Following on from a recent adventure with a problem validating DBMS_Scheduler chain rules, I hit another issue today.

A rule was defined with a step name that does not exist. This happened because there is an odd limit of chain step name lengths (27 bytes I think), and the name of the step in the define_step call was modified from STP_EXP_SEND_FILES_TO_PROBES to STP_EXP_SEND_FILES_TO_PR after the rule code was written to reference STP_EXP_SEND_FILES_TO_PROBES.

When the job was executed the scheduler made repeated efforts to start a job_subname of STP_EXP_SEND_FILES_TO_PROBES_0 (that’s a zero on the end) approximately every 0.005 second, with the job run details reporting a status of FAILED and additional_info of:

CHAIN_LOG_ID=”576839″,STEP_NAME=”STP_EXP_SEND_FILES_TO_PROBES”, ORA-01403: no data found.

The job had to be stopped using FORCE=TRUE, dropped and recreated.

When the rule was corrected the job ran correctly.

Of course this has left us with rather large SYS.SCHEDULER$_JOB_RUN_DETAILS, SYS.SCHEDULER$_EVENT_LOG and SYS.SCHEDULER$_INSTANCE_PK segments, which is not ideal.
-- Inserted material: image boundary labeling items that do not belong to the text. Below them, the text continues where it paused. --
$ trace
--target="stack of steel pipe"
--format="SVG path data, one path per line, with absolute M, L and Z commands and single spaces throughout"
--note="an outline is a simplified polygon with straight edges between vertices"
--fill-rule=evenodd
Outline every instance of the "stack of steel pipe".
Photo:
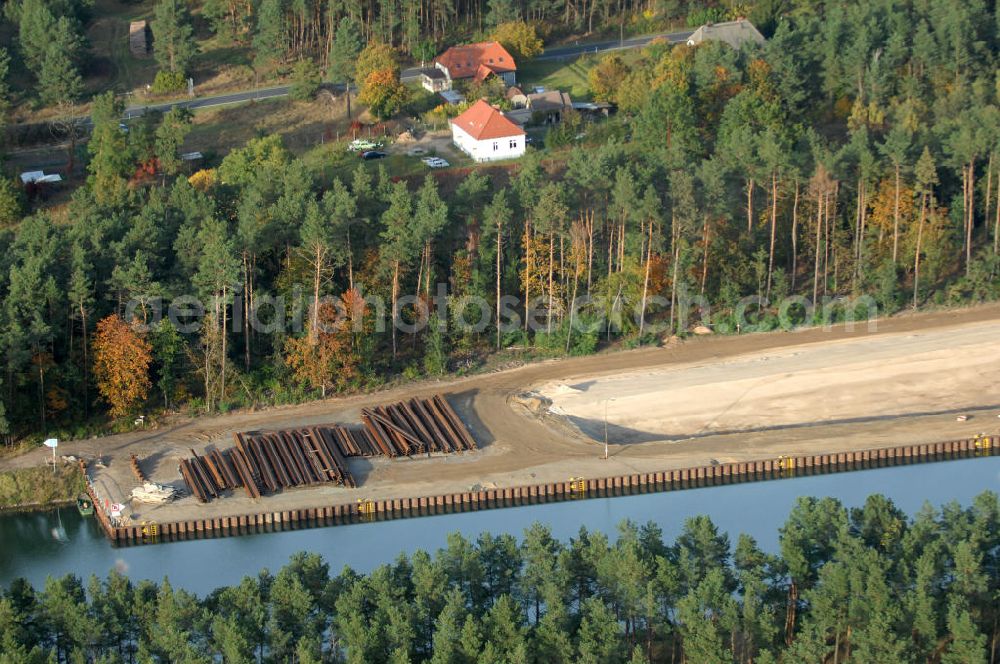
M 409 456 L 476 449 L 468 429 L 441 395 L 361 411 L 363 428 L 319 425 L 236 433 L 236 447 L 181 461 L 181 475 L 198 500 L 242 487 L 253 499 L 297 486 L 355 487 L 350 457 Z
M 361 411 L 365 430 L 388 457 L 430 452 L 463 452 L 476 442 L 440 394 Z
M 139 457 L 132 455 L 132 474 L 135 475 L 135 479 L 139 484 L 146 483 L 146 473 L 142 472 L 142 468 L 139 467 Z

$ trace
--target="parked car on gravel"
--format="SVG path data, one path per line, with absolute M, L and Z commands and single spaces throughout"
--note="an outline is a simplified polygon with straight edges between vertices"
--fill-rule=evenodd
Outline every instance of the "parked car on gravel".
M 447 168 L 451 166 L 451 164 L 449 164 L 447 160 L 442 159 L 441 157 L 425 157 L 420 161 L 424 162 L 431 168 Z

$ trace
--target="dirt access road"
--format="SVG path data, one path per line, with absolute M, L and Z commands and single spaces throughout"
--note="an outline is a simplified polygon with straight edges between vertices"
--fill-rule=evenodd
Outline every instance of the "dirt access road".
M 206 505 L 186 497 L 169 505 L 133 506 L 134 519 L 166 522 L 466 491 L 477 485 L 667 470 L 712 460 L 936 442 L 1000 428 L 1000 395 L 994 387 L 1000 375 L 998 333 L 1000 306 L 990 305 L 903 315 L 879 321 L 875 331 L 861 324 L 854 330 L 700 337 L 302 406 L 178 421 L 154 431 L 67 442 L 60 452 L 101 457 L 105 467 L 94 473 L 99 493 L 124 502 L 135 486 L 131 453 L 139 455 L 154 481 L 182 486 L 177 464 L 189 455 L 188 448 L 200 453 L 229 447 L 235 431 L 353 423 L 364 406 L 435 392 L 447 395 L 481 446 L 449 457 L 352 460 L 357 489 L 296 489 L 257 503 L 240 492 Z M 543 398 L 526 396 L 543 390 L 563 393 L 552 397 L 569 417 L 552 413 Z M 582 398 L 566 404 L 567 394 L 590 390 L 589 403 Z M 615 402 L 609 412 L 610 458 L 605 460 L 602 395 L 615 392 L 623 403 Z M 643 401 L 645 392 L 654 396 Z M 619 407 L 624 410 L 618 412 Z M 959 412 L 968 414 L 968 421 L 957 422 Z M 642 414 L 641 422 L 635 421 L 636 413 Z M 44 458 L 39 449 L 3 460 L 0 469 L 41 464 Z

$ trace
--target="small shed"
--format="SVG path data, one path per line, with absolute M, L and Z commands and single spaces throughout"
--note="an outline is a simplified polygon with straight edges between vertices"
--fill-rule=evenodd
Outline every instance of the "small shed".
M 128 50 L 140 58 L 149 55 L 149 26 L 145 21 L 132 21 L 129 24 Z
M 45 174 L 45 171 L 25 171 L 21 173 L 21 184 L 54 184 L 62 182 L 58 173 Z
M 457 90 L 442 90 L 438 94 L 451 106 L 458 106 L 465 101 L 465 97 Z
M 696 46 L 707 41 L 721 41 L 739 49 L 743 44 L 763 44 L 764 35 L 753 23 L 740 18 L 724 23 L 706 23 L 688 37 L 688 46 Z
M 441 92 L 451 87 L 451 81 L 441 69 L 427 67 L 420 70 L 420 85 L 428 92 Z

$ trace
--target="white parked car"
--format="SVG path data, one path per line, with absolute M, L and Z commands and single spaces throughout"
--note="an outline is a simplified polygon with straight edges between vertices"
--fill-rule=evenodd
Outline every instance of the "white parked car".
M 351 141 L 348 149 L 351 152 L 366 152 L 368 150 L 377 150 L 382 147 L 382 143 L 379 141 L 369 141 L 363 138 L 356 138 Z
M 431 168 L 447 168 L 448 166 L 451 166 L 451 164 L 441 157 L 424 157 L 420 161 L 424 162 Z

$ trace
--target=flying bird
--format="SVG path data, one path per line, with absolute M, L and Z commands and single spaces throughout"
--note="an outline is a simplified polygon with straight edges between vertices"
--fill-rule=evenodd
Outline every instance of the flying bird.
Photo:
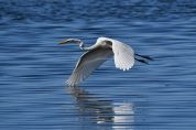
M 59 44 L 67 43 L 78 44 L 80 50 L 86 51 L 66 82 L 70 87 L 77 86 L 85 80 L 109 57 L 113 56 L 116 67 L 122 71 L 129 71 L 134 65 L 134 61 L 148 64 L 148 59 L 152 59 L 150 56 L 135 54 L 128 44 L 109 37 L 98 37 L 97 42 L 89 47 L 86 47 L 79 39 L 67 39 L 59 42 Z

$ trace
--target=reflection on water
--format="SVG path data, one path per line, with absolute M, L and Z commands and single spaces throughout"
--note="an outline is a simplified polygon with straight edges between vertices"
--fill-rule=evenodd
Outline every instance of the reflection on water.
M 132 102 L 113 102 L 92 95 L 79 87 L 68 87 L 83 119 L 98 124 L 111 126 L 115 130 L 132 129 L 134 110 Z

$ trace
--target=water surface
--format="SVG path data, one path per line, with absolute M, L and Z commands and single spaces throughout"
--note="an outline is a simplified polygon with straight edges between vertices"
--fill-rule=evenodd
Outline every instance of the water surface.
M 195 130 L 196 2 L 0 0 L 0 129 Z M 107 61 L 78 88 L 65 80 L 109 36 L 150 55 L 129 72 Z

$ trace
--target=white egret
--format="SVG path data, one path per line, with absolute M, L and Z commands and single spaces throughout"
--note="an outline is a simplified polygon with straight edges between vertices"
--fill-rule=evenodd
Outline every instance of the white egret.
M 68 86 L 77 86 L 111 56 L 115 57 L 116 67 L 122 71 L 129 71 L 134 65 L 134 59 L 142 63 L 152 59 L 149 56 L 135 54 L 131 46 L 109 37 L 98 37 L 97 42 L 89 47 L 85 47 L 84 42 L 78 39 L 68 39 L 59 44 L 70 42 L 78 44 L 83 51 L 87 52 L 78 59 L 67 80 Z

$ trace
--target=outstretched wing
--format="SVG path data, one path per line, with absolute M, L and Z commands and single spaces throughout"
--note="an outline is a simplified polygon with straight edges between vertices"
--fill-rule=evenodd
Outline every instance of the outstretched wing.
M 131 46 L 112 40 L 112 51 L 117 68 L 129 71 L 134 65 L 134 51 Z
M 76 86 L 85 80 L 96 68 L 98 68 L 113 52 L 109 47 L 98 46 L 81 55 L 73 74 L 67 80 L 68 86 Z

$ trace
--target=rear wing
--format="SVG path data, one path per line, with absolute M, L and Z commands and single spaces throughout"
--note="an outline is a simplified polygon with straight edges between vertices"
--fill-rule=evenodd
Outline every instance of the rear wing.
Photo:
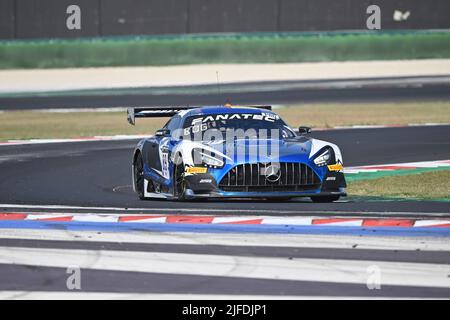
M 225 105 L 224 108 L 231 107 L 230 105 Z M 233 107 L 244 107 L 244 106 L 233 106 Z M 182 110 L 189 110 L 201 107 L 189 107 L 189 106 L 168 106 L 168 107 L 130 107 L 127 108 L 127 120 L 130 124 L 134 125 L 136 123 L 136 118 L 166 118 L 173 117 L 178 112 Z M 258 108 L 272 110 L 272 106 L 245 106 L 245 108 Z
M 165 118 L 173 117 L 182 110 L 189 110 L 192 107 L 170 106 L 170 107 L 137 107 L 127 108 L 127 120 L 130 124 L 136 123 L 136 118 Z

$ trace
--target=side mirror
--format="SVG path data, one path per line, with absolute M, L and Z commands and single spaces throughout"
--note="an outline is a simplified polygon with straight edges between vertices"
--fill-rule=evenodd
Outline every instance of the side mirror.
M 311 133 L 311 128 L 310 127 L 299 127 L 298 128 L 298 133 L 300 135 Z
M 157 137 L 167 137 L 168 135 L 170 135 L 169 129 L 159 129 L 155 133 L 155 136 Z

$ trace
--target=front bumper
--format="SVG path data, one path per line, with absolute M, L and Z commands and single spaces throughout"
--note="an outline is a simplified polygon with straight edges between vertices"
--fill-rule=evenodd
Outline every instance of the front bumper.
M 315 196 L 346 196 L 345 177 L 342 172 L 327 173 L 320 186 L 302 191 L 224 191 L 217 185 L 214 177 L 208 173 L 185 177 L 187 199 L 201 198 L 290 198 Z
M 225 192 L 211 191 L 196 193 L 192 189 L 187 189 L 186 199 L 214 199 L 214 198 L 294 198 L 294 197 L 314 197 L 314 196 L 346 196 L 344 190 L 339 191 L 321 191 L 318 192 Z

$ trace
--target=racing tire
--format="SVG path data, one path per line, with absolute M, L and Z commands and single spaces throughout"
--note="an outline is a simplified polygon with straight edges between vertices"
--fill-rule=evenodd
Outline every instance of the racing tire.
M 317 196 L 311 197 L 312 202 L 316 203 L 330 203 L 339 200 L 340 196 Z
M 144 160 L 142 155 L 139 153 L 133 163 L 133 174 L 134 174 L 134 188 L 138 194 L 139 199 L 145 199 L 144 190 Z
M 175 162 L 177 163 L 177 162 Z M 173 195 L 178 201 L 186 200 L 186 181 L 184 180 L 184 163 L 175 164 L 173 170 Z

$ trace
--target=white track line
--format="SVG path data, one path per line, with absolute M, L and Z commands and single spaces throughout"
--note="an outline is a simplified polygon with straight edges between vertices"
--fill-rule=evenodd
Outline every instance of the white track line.
M 0 300 L 396 300 L 403 298 L 373 298 L 371 292 L 367 297 L 336 296 L 269 296 L 269 295 L 224 295 L 224 294 L 175 294 L 175 293 L 109 293 L 77 291 L 0 291 Z M 407 297 L 405 297 L 407 298 Z M 418 300 L 419 298 L 412 298 Z M 423 300 L 424 298 L 420 298 Z M 425 298 L 426 299 L 426 298 Z M 411 298 L 408 298 L 411 300 Z M 434 299 L 433 299 L 434 300 Z
M 0 263 L 362 285 L 377 266 L 382 285 L 450 288 L 445 264 L 9 247 L 0 247 Z

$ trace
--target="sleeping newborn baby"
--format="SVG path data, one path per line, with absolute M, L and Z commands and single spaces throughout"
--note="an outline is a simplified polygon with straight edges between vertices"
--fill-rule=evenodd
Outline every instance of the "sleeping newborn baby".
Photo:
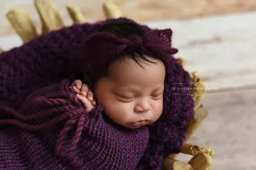
M 172 33 L 120 18 L 55 31 L 3 54 L 0 169 L 160 170 L 179 151 L 194 109 Z M 49 45 L 71 34 L 80 40 Z M 8 59 L 33 65 L 13 68 Z M 22 81 L 8 83 L 9 75 Z M 17 93 L 26 98 L 16 101 Z

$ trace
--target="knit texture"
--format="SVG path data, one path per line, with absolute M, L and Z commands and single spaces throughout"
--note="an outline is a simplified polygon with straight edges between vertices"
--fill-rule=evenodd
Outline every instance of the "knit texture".
M 112 20 L 66 27 L 0 55 L 0 169 L 161 169 L 163 157 L 179 151 L 194 104 L 189 75 L 172 56 L 172 31 L 142 26 L 143 38 L 90 36 Z M 102 48 L 93 45 L 98 37 Z M 101 105 L 85 113 L 66 79 L 73 57 L 72 71 L 91 71 L 134 51 L 161 56 L 166 70 L 163 114 L 137 130 L 108 120 Z

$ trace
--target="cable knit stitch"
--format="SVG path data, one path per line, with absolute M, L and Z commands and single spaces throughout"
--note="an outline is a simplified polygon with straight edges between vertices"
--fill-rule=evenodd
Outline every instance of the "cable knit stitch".
M 184 90 L 189 75 L 173 54 L 165 58 L 164 111 L 153 125 L 126 129 L 100 105 L 84 113 L 68 88 L 77 48 L 112 20 L 62 28 L 0 55 L 0 125 L 15 125 L 0 131 L 0 169 L 160 169 L 164 156 L 178 152 L 194 105 Z

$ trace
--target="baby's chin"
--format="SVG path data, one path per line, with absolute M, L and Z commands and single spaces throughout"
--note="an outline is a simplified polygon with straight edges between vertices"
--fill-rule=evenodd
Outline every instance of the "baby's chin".
M 140 128 L 142 127 L 149 125 L 151 123 L 152 123 L 151 121 L 143 121 L 143 122 L 137 122 L 126 123 L 124 126 L 128 128 L 137 129 L 137 128 Z

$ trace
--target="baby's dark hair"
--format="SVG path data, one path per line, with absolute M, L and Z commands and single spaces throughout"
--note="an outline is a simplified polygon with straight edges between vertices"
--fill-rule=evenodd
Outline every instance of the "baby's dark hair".
M 147 30 L 149 28 L 138 25 L 137 23 L 130 20 L 113 20 L 108 21 L 108 23 L 104 23 L 103 25 L 96 26 L 93 31 L 93 33 L 99 33 L 99 32 L 108 32 L 115 35 L 118 37 L 121 38 L 129 38 L 131 36 L 139 36 L 143 37 Z M 125 55 L 124 57 L 119 58 L 119 60 L 123 60 L 126 58 L 131 58 L 134 60 L 140 66 L 142 62 L 148 62 L 148 63 L 154 63 L 154 61 L 148 59 L 148 56 L 140 55 L 134 52 L 130 55 Z M 109 65 L 108 65 L 109 66 Z M 103 68 L 101 71 L 92 71 L 87 72 L 86 75 L 83 75 L 83 77 L 79 77 L 85 82 L 89 85 L 89 87 L 93 90 L 95 85 L 96 84 L 97 81 L 108 76 L 108 67 Z

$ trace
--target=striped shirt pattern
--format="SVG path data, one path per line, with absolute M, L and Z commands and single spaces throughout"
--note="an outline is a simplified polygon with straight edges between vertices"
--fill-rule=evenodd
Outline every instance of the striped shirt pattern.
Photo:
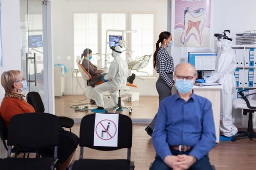
M 173 80 L 170 80 L 166 74 L 173 72 L 174 71 L 173 58 L 164 47 L 161 46 L 158 52 L 156 66 L 157 72 L 160 74 L 160 76 L 166 85 L 172 88 L 174 84 Z

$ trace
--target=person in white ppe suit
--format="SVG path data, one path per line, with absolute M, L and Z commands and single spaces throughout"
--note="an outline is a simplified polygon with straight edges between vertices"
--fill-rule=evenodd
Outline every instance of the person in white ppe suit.
M 105 113 L 102 93 L 107 91 L 116 104 L 118 104 L 118 88 L 126 85 L 128 75 L 127 63 L 121 58 L 124 50 L 119 46 L 111 47 L 114 60 L 111 62 L 107 74 L 103 74 L 102 80 L 105 82 L 94 88 L 95 102 L 98 108 L 91 110 L 95 113 Z M 122 109 L 120 109 L 121 110 Z
M 220 124 L 222 135 L 220 136 L 220 140 L 229 141 L 237 133 L 237 128 L 232 121 L 232 102 L 236 86 L 234 72 L 236 64 L 235 52 L 231 48 L 232 39 L 230 33 L 228 31 L 223 33 L 224 34 L 214 34 L 218 38 L 217 46 L 221 49 L 218 53 L 215 70 L 210 77 L 205 78 L 205 83 L 217 82 L 223 85 Z

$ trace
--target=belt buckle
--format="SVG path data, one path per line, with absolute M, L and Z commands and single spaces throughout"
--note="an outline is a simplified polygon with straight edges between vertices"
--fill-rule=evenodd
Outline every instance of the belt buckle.
M 186 152 L 188 149 L 188 147 L 186 145 L 179 145 L 178 146 L 178 150 L 179 152 Z

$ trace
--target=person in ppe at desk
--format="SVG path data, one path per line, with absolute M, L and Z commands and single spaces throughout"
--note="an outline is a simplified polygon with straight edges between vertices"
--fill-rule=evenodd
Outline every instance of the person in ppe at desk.
M 119 46 L 111 47 L 114 60 L 111 62 L 107 74 L 103 74 L 102 80 L 105 83 L 94 88 L 94 96 L 98 108 L 91 111 L 95 113 L 105 113 L 102 93 L 108 91 L 116 104 L 118 104 L 117 89 L 126 85 L 127 82 L 127 63 L 121 58 L 121 53 L 124 50 Z
M 236 68 L 234 50 L 231 48 L 232 39 L 230 33 L 215 34 L 218 39 L 217 47 L 220 49 L 216 60 L 215 70 L 210 77 L 204 79 L 205 83 L 217 82 L 223 85 L 221 90 L 220 129 L 220 141 L 230 141 L 237 133 L 237 128 L 232 121 L 232 102 L 236 89 L 234 72 Z M 203 82 L 204 83 L 203 80 Z

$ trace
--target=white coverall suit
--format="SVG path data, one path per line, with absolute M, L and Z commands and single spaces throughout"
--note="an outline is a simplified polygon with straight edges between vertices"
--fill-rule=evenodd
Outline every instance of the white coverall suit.
M 221 84 L 220 129 L 221 135 L 230 137 L 237 133 L 237 128 L 232 120 L 232 102 L 235 96 L 236 79 L 234 72 L 236 67 L 234 50 L 231 48 L 232 41 L 220 39 L 221 49 L 217 55 L 215 71 L 206 83 L 217 82 Z
M 121 48 L 117 46 L 115 49 L 121 52 Z M 123 50 L 122 50 L 123 51 Z M 128 75 L 127 63 L 121 58 L 121 53 L 112 51 L 114 58 L 111 62 L 108 73 L 104 79 L 108 81 L 94 88 L 95 102 L 98 107 L 104 107 L 102 93 L 108 91 L 116 104 L 118 104 L 117 88 L 126 85 Z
We’ll see if support will let us run a shrink space on them.

So, to the lessons …

  1. Do not rely on Oracle validating rule and step modifications.
  2. Watch the first execution of a job on which you have modified the rules like a hawk in case you forgot point 1.

Solving ORA-24172: rule set %s.%s has errors

DBMS_Scheduler chains are a joy to use, until they stop being a joy and start being a real pain.

I modified the logic of a process, dropping one stored procedure and replacing it with another (instead of writing out a list of files to a control file so that a cron job can scp them to a set of other servers, we’re now executing scp as a DBMS_Scheduler executable-type job).

Calling the new procedure instead of the old one required dropping the obsolete DBMS_Scheduler program, the chain step, and the associated rules, and creating a new program, step and rules.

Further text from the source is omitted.